Closed this issue · 6 comments

Problem Description

It is my understanding that by passing hipExtAnyOrderLaunch as the last argument to this entry point: hipExtModuleLaunchKernel, I could achieve asynchronous execution of the kernels that I'm dispatching.

So I can have a single hipStream_t to which I dispatch my kernels by calling hipExtModuleLaunchKernel, with the above flag for each kernel and they will execute asynchronously, is that correct?

I've been experimenting with it but couldn't achieve this behaviour. I used a single nonBlocking stream but all the kernels I launched with the above entry point were executed synchronously, despite setting the required flag to 1. I inspected that using rocprof and https://ui.perfetto.dev/ as GUI to check if the kernels execute async.

Would you be able to provide me with example of how to use this particular feature to achieve concurrency in a single stream? And how to profile it to see the correct behaviour? Thank you!

Operating System

Ubuntu

CPU

AMD EPYC 7763 64-Core Processor

GPU

AMD Instinct MI210

ROCm Version

ROCm 6.0.0

ROCm Component

No response

Steps to Reproduce

No response

(Optional for Linux users) Output of /opt/rocm/bin/rocminfo --support

No response

Additional Information

No response

Hello @konradkusiak97 , Is it possible to share the sample?

Hello @konradkusiak97 , Can you share device info also? Thanks!

Hi @jaydeeppatel1111, thanks for the reply. I was experimenting with this feature in our unified-runtime project so I don't have an easy reproducible but I can give it a go at making it.

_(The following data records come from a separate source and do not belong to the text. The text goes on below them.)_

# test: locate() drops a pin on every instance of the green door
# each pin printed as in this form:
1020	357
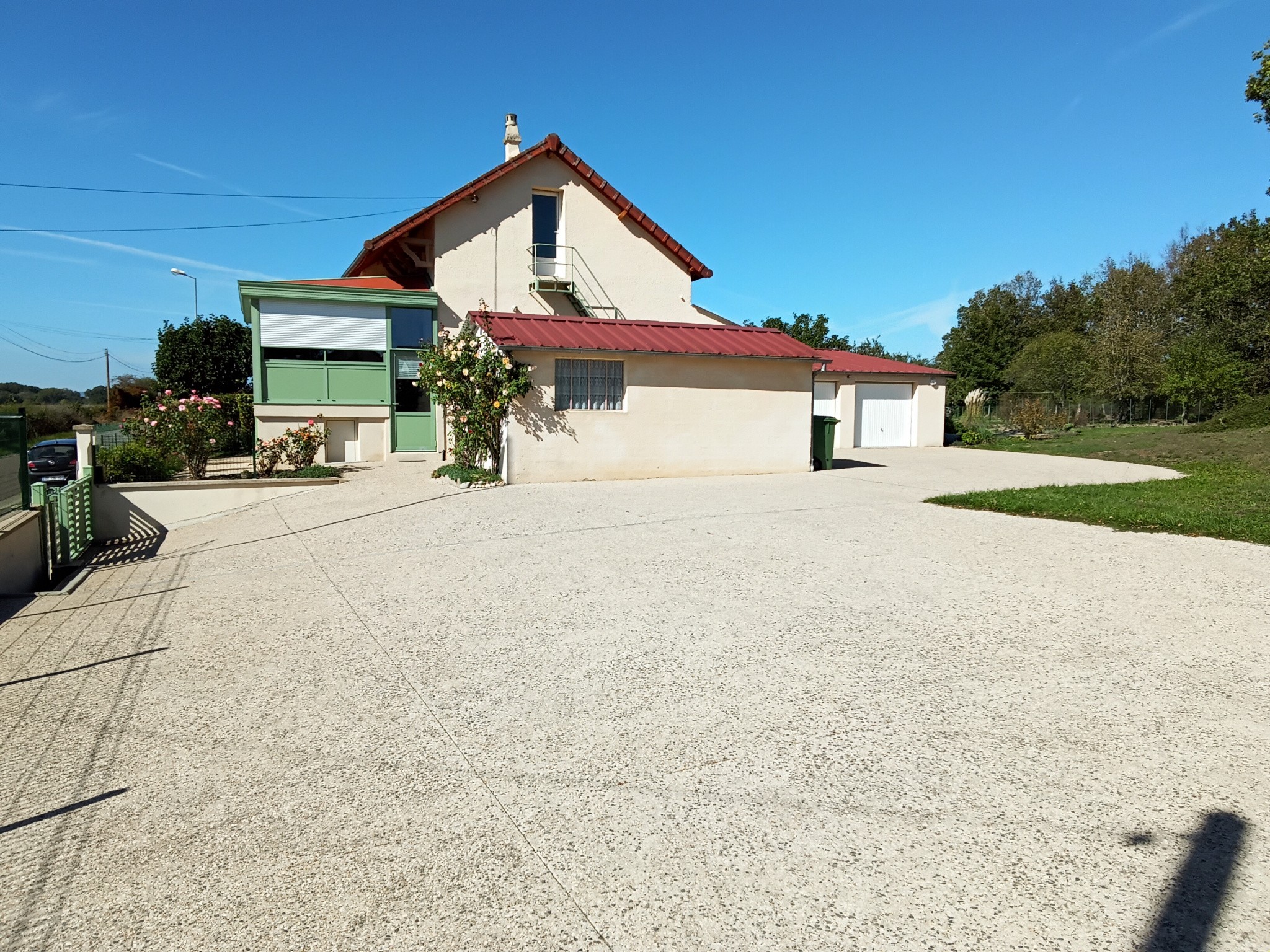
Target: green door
414	425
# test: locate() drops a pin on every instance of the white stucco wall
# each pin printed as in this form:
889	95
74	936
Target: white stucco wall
682	416
373	425
482	252
20	557
928	405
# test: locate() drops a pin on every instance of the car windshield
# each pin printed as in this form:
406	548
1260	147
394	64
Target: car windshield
61	455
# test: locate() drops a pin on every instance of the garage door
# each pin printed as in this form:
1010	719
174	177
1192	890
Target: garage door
884	414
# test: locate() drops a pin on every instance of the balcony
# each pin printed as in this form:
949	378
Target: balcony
562	271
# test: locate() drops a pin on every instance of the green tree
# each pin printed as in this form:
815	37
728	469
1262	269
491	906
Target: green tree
1221	284
991	330
813	332
205	355
1259	86
1132	328
1055	363
1068	306
1202	368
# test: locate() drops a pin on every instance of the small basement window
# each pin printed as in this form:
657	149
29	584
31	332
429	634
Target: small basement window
590	385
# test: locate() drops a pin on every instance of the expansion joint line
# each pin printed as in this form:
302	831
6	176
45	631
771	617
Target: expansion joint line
445	730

What I'm really only interested in is an example, for instance an existing test which uses several times the hipExtModuleLaunchKernel with hipExtAnyOrderLaunch flag, submitting a kernel to the same hipStream_t. And then checking (for instance in the profiler) that those kernels indeed run asynchronously.

In any case, I'll try to make a reproducible for that. The device info:

  Marketing Name:          AMD EPYC 7763 64-Core Processor
  Name:                    gfx90a
  Marketing Name:          AMD Instinct MI210
      Name:                    amdgcn-amd-amdhsa--gfx90a:sramecc+:xnack-

Let me know if more verbose output from rocminfo would be better.

Hello @konradkusiak97 , Thank you for raising this issue.

After investigation, It is found that the hipExtAnyOrderLaunch is not supported on GFX9XX cards and documentation is updated.

https://rocm.docs.amd.com/projects/HIP/en/latest/doxygen/html/group___module.html#ga73d0c5f72869e258aa4899a829d9645c

Thanks!

Thanks for following up on this @jtpatel!

This is surprising to me. I thought GFX9XX cards are widely supported in HIP. Are you able to share more details on your findings why this feature doesn't work? Do you have any code example that I could experiment with to observe this feature working on other AMD architectures?

Hello @konradkusiak97 , Sample is to have few kernel's which are dependent with printfs i.e. 2 depends on 1, 3 depends on 2 etc. and launching those kernels on same stream. If you see them executing as serial then it means anyOrder is not honored. You can use multiple streams to have async behavior on GFX9xx. yeah, Looks hipExtAnyOrderLaunch should be honored on other cards i.e. Navi and hence the documentation update has mention for GFX9xx.